With Black Stone Cherry it’s a case of a band that stays together plays together, rather than the other way round. We profile the four men who are almost a family affair.

Across the American south, Chris Robertson tells us, bonfires are “kind of a thing”. After a storm the dead limbs of trees are gathered and set alight. People roast marshmallows. They cook out and have a few drinks, uniting in a primal, cathartic act of communion over fire.

It was this image, on the back of a testing period for Black Stone Cherry, that gave Robertson the idea for the title track of their next album, Screamin’ At The Sky. “I just had this idea of the four of us in the band,” the frontman explains, “and our friends and families gathered around a bonfire and simultaneously screaming all of our pains and worries into the sky.”

In recent years there’s been a bit to scream about. A pandemic that derailed tours, plans, lives. The death of Robertson’s father, a huge supporter of the band. Their first experience of a band member leaving – bass player Jon Lawhon, who called time amicably in 2021. Today, in July 2023, we meet them up a mountain in Wales, a few hours before they headline Steelhouse festival. The weather is not good. Drummer John Fred Young is holed up on the bus with a sick bug. Nonetheless there’s an air of optimism as they prepare to perform new material, much of it conceived in parking lots across the US, with new bassist Steve Jewell Jr. in tow.

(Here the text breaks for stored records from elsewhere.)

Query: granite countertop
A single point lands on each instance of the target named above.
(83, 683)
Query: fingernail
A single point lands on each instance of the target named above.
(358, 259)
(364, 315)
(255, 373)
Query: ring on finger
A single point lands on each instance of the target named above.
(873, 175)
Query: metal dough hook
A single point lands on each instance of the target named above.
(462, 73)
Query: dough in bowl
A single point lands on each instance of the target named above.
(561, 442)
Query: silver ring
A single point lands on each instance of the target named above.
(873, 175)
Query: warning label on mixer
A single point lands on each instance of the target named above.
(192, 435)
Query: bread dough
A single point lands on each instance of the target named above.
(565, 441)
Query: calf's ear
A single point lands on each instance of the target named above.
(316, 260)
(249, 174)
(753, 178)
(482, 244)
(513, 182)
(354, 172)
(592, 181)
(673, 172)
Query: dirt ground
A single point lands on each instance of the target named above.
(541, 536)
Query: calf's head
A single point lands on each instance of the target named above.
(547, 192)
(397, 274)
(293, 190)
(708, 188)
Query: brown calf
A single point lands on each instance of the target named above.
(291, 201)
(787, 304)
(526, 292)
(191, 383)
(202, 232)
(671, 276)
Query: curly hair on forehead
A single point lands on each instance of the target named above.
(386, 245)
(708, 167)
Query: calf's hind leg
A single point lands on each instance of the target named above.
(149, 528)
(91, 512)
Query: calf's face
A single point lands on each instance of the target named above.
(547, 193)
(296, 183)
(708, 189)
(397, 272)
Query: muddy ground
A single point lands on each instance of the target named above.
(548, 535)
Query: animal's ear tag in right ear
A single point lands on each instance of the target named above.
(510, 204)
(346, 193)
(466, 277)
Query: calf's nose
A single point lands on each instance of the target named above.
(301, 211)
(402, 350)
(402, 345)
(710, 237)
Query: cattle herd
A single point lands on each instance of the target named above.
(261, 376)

“We’re parking-lot pirates,” Young says with a laugh. “We’ll go to a mall, pull up, and it’s easy because there’s bathrooms, stores, places to eat. Then Chris brings out his computer, we sit there and somebody will come up with something. We normally have mall security coming by at least seven times an hour, but once they find out we’re good old Southern gentlemen they normally want to hang out and talk about music.”

Screamin’ At The Sky is a heavy, emotionally direct record with a few twists. One of the first things they wrote together was Show Me What It Feels Like, a sexy, funked up strut that feels genuinely different from anything they’ve done before. The album was recorded in Young’s spare room and the beautiful old Plaza theatre in Glasgow, Kentucky, locations that plant it firmly in the territory that unites them all.

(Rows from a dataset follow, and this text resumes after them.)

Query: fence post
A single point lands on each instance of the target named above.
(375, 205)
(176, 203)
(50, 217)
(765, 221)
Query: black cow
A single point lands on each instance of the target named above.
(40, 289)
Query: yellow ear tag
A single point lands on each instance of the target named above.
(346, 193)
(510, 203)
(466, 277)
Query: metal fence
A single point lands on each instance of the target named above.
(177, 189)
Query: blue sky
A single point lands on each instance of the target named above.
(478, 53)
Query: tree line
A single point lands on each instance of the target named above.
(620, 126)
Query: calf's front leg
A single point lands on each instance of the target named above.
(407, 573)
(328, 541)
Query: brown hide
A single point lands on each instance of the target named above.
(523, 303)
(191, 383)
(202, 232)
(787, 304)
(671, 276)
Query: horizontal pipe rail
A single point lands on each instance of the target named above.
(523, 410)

“We have so much in common,” Young says. “Obviously music, but here’s so many things we share the love of. But also we are so spaced out in different directions. That’s what makes it interesting.”

Classic Rock sat down with each of them.

John Fred Young
Band of brothers: Chris Robertson

Chris Robertson exudes the calm of someone who’s been to hell, with a clear sense of his priorities.